Scientists say the moths are guided by the stars and the earth’s magnetic fields.  

They fly up to 1,000 kilometers from Queensland to the mountains of Victoria to shelter in caves from the heat of summer. In the caves, it was once estimated there were as many as 17,000 moths per square meter.  

But Jess Abrahams, a nature campaigner from the Australian Conservation Foundation says bogong moth numbers have collapsed.   

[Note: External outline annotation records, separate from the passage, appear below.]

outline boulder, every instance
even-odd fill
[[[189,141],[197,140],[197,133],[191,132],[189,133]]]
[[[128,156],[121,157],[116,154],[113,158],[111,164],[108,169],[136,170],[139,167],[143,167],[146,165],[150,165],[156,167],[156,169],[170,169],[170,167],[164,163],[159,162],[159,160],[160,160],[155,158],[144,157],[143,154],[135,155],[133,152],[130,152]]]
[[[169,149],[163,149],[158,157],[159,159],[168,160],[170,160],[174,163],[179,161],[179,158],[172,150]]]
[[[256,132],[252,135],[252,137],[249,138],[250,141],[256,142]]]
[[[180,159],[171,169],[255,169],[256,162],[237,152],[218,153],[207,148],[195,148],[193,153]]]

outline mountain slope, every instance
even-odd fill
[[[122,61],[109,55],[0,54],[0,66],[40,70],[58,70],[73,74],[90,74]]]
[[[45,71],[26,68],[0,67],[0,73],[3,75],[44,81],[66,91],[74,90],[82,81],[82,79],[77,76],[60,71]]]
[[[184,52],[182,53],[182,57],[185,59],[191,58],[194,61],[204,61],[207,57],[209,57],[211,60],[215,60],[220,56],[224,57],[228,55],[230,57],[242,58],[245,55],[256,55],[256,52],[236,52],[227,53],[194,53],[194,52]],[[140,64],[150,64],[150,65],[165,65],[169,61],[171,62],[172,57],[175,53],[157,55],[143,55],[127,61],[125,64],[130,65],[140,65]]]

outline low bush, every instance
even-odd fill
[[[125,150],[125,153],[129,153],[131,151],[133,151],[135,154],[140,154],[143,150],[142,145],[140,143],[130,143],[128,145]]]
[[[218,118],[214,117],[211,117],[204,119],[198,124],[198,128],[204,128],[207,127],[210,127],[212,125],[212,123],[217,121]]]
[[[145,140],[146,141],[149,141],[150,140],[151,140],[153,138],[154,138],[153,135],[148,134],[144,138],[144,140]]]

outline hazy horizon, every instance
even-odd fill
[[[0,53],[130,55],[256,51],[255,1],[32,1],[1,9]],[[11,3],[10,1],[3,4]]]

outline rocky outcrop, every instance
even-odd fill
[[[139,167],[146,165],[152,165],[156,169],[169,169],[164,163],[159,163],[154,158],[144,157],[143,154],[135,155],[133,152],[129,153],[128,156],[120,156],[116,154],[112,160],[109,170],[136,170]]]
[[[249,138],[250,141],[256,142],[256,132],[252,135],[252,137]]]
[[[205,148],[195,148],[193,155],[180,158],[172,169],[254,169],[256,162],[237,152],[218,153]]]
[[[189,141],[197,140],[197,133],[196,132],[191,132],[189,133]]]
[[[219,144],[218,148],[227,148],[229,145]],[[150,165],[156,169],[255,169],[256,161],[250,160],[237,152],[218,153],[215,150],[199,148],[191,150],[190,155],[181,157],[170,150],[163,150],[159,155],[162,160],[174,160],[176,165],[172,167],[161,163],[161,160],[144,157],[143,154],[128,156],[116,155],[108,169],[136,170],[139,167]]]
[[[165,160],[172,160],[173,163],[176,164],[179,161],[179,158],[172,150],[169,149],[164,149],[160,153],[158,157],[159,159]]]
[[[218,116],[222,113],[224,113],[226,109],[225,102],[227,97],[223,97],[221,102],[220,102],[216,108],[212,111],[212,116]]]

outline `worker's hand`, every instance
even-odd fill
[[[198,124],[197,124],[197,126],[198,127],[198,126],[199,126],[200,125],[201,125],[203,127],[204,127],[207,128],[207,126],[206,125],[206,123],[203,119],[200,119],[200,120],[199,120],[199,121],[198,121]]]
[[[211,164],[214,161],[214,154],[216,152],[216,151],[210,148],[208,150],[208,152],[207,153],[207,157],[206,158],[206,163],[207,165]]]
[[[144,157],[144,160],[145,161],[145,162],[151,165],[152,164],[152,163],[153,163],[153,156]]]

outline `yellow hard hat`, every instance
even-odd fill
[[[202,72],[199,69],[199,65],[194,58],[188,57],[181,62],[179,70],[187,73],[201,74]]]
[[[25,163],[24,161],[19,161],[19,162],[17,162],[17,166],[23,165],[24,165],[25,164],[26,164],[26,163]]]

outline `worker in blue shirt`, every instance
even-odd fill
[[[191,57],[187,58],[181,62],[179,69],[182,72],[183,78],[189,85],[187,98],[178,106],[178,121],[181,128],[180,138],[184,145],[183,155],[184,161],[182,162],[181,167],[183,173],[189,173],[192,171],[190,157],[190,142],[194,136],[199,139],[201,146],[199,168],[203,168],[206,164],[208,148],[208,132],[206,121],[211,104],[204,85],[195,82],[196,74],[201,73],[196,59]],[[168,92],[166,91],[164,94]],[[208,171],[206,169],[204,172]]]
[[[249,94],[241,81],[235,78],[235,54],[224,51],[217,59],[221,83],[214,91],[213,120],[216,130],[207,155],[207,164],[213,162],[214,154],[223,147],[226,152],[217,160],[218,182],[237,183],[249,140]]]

“It is a dramatic decline, and this population crash has been caused by climate change-fueled extreme drought in their breeding grounds in western Queensland. There has also been land clearing over many years, use of pesticides as well and the consequence is a huge crash in numbers and the flow-on affects to other species is of huge concern. This should be an alarm bell because we are in the midst of an extinction crisis. We are seeing (a) million species globally at risk of extinction and literally these things are disappearing before our very eyes,” Abrahams said.  

The decline of the bogong moth has a cascading effect on other species. They were a major source of food for another critically endangered animal, the mountain pygmy-possum. Fewer than 2,000 of Australia’s only hibernating marsupials are thought to be left in the wild.    

The moth is one of 124 Australian animals and plants that were added in December to the “Red List” of threatened species compiled by the International Union for Conservation of Nature. They include several other types of insects and the grey-headed flying fox, which is Australia’s largest bat.    

The Red List classifies how close global animal, plant and fungi species are to dying out, and includes sharks, rays and birds. Many populations are strained by global warming, deforestation, habitat loss and pollution.    

Campaigners are urging the Australian government to do more to save the moths that were once in such abundance in cities such as Sydney and Canberra that their vast numbers disrupted sporting events.